Chong Pearlie P, Avery Robin K
Division of Infectious Diseases, Department of Medicine, University of Texas Southwestern Medical Center, Dallas, Texas.
Division of Infectious Diseases, Department of Medicine, Johns Hopkins University, Baltimore, Maryland.
Clin Ther. 2017 Aug;39(8):1581-1598. doi: 10.1016/j.clinthera.2017.07.005. Epub 2017 Jul 24.
Vaccine-preventable diseases, especially influenza, varicella, herpes zoster, and invasive pneumococcal infections, continue to lead to significant morbidity and mortality in solid organ transplant (SOT) and hematopoietic stem cell transplant (HSCT) recipients.
We highlight guideline recommendations for the use of key vaccines in SOT and HSCT recipients and to review the latest evidence and developments in the field.
Physicians should vaccinate individuals with end-stage organ disease, as vaccine seroresponse rates are higher pretransplantation.
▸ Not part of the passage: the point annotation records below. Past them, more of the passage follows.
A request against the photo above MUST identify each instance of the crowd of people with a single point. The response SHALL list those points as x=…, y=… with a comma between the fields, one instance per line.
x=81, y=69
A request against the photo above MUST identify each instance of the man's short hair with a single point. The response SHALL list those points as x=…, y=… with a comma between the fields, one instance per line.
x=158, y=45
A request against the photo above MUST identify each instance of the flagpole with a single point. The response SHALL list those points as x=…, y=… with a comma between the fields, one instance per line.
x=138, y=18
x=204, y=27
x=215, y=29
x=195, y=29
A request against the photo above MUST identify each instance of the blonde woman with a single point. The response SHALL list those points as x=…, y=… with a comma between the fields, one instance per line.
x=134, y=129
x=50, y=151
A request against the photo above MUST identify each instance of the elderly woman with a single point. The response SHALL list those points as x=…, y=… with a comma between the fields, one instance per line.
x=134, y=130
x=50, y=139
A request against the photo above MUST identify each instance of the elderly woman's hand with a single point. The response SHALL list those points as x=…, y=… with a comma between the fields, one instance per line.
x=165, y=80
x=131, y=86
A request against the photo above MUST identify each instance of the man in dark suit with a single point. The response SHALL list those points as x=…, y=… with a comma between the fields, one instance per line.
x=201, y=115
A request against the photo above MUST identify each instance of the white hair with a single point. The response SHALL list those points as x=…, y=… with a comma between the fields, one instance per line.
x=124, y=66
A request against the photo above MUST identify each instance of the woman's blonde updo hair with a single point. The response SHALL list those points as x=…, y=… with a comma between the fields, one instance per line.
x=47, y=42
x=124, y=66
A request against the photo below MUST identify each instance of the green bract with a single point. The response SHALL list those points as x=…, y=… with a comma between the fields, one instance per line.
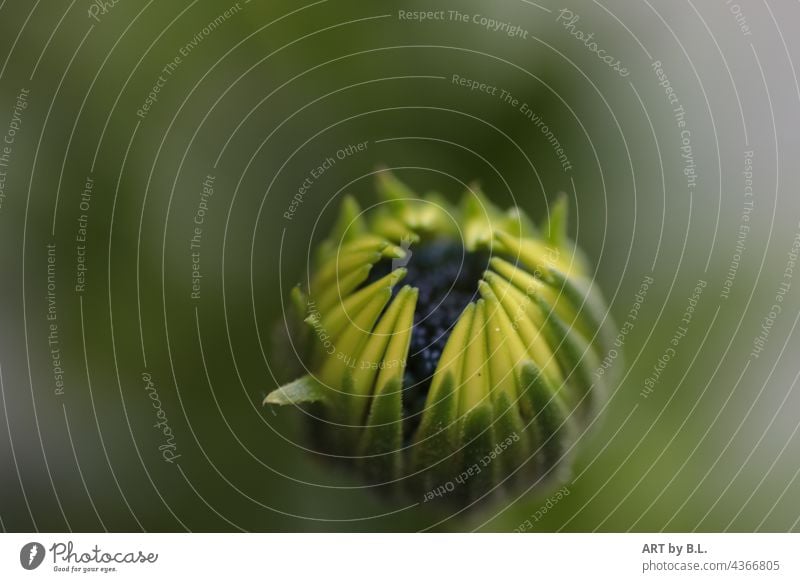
x=516, y=380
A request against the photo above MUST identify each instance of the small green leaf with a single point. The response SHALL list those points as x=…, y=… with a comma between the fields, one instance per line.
x=304, y=390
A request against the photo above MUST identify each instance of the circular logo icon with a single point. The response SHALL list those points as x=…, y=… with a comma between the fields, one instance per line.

Most live attenuated vaccines continue to be contraindicated post-transplantation, but there are emerging safety profile and efficacy data to support the use of specific live attenuated vaccines, such as measles, mumps, and rubella in pediatric liver or kidney transplant recipients who are on low-level maintenance immunosuppression and without recent history of allograft rejection. An inactivated subunit varicella zoster virus vaccine is currently awaiting US Food and Drug Administration approval. While we await the safety profile and efficacy data of this subunit vaccine in transplant recipients, it will likely benefit immunocompromised individuals, including transplant recipients, because the live attenuated herpes zoster vaccine is currently contraindicated in transplant recipients and transplantation candidates receiving immunosuppression.
There is currently no evidence that vaccines lead to allograft rejection in SOT recipients. Household contacts of SOT and HSCT recipients should be vaccinated per the Advisory Committee on Immunization Practices schedule and recommendations.
Immunizations remain underutilized in transplantation patients. Although efficacy of vaccines in SOT and HSCT may be suboptimal, partial protection is preferred over no protection.
疫苗可预防疾病,尤其是流感、水痘、带状疱疹和侵袭性肺炎球菌感染,在实体器官移植(SOT)和造血干细胞移植(HSCT)受者中仍导致显著的发病率和死亡率。
我们重点介绍SOT和HSCT受者使用关键疫苗的指南建议,并回顾该领域的最新证据和进展。
医生应为患有终末期器官疾病的个体接种疫苗,因为移植前疫苗血清反应率更高。大多数减毒活疫苗在移植后仍属禁忌,但有新出现的安全性和有效性数据支持在低水平维持免疫抑制且近期无移植排斥史的儿科肝或肾移植受者中使用特定的减毒活疫苗,如麻疹、腮腺炎和风疹疫苗。一种灭活亚单位水痘带状疱疹病毒疫苗目前正在等待美国食品药品监督管理局的批准。在等待该亚单位疫苗在移植受者中的安全性和有效性数据期间,它可能会使免疫功能低下的个体(包括移植受者)受益,因为目前移植受者和接受免疫抑制的移植候选者禁忌使用减毒活带状疱疹疫苗。
目前没有证据表明疫苗会导致SOT受者发生移植排斥。SOT和HSCT受者的家庭接触者应按照免疫实践咨询委员会的时间表和建议进行接种。
移植患者的免疫接种仍未得到充分利用。虽然疫苗在SOT和HSCT中的疗效可能不理想,但部分保护总比没有保护要好。